Presence can match ego: the Premier League is a cauldron of egos and drama, constantly stirred and heated by media desperate for news. Pep doesn’t get hooked by this: he’s a strong, steady, understated character with tremendous presence.

Life lesson: don’t get rattled by any loud egos or drama lovers around you. Trust your own strengths and values, and stand quietly by them.

Make difficult decisions cleanly: some players attract excessive deference, such as Joe Hart. Dropping him can’t be easy, and risks unsettling the team. Pep has been upfront and consistent in his approach, and it’s clear that he talked it through in person with Hart at the outset. This contrasts favourably with Mourinho, whose decisions to drop players seem partly based on ego, and can be crudely done, as with Schweinsteiger.

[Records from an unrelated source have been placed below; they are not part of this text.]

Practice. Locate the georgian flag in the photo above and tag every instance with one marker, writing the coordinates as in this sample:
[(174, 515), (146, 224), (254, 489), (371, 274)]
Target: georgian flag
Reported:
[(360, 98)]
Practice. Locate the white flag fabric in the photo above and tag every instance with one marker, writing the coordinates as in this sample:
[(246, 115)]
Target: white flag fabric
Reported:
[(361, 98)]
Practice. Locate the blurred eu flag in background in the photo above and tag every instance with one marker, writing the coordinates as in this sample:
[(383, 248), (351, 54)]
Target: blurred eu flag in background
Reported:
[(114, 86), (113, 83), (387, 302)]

Life lesson: so integrity and consideration in hard decisions, and talk them through with the person involved.

Defend assertively: one of Pep’s big strategic innovations has been the keeper-sweeper: a goalie who may come well forward of his goal to act as an extra defender. Manuel Neuer of Bayern Munich and Germany is probably the best example. It’s a high-risk strategy for a manager to adopt, because if your goalie louses up, the attacker has an open goal ahead of him, as we saw on Bravo’s debut. The pay-off is that you can use defensive players to give you dominance in midfield and support your attack.

Life lesson: if you feel that pressures on you are increasing, find creative ways to get off the back foot, use your resources differently, and be willing to take a few risks.

Calm, focus, intelligence: even at this early stage, Guardiola has impressed fans and media by swiftly improving the performance of several struggling players, such as Raheem Sterling, Clichy and Kolarov. Arjen Robben said of Pep’s time at Bayern Munich: “He thinks constantly about how to make the team better and how to improve players.” His recent comment on Sterling shows Pep’s obvious own calm and focus: “The best advice is to keep calm and focus on his training, his body and his personal life. Then when that happens he has a lot of quality…”

Life lesson: even with intense situations, find ways to keep your own calm and focus, use your intelligence to improve the assets and colleagues you have.

Systemic improvements: He has put a high priority on physical conditioning to reduce the high injury rates which have plagued City in recent seasons. He has introduced set team meals to manage diet, and changed sleeping arrangements before matches: just a few of the systemic changes which are already bearing fruit.

Life lesson: don’t get bogged down in solving problems ad hoc, look for ongoing systemic changes which reduce the number of ad hoc problems you face.
The acid test of all this was the Manchester derby match on September 10: a truly elegant victory for Pep’s approach over the Special One’s.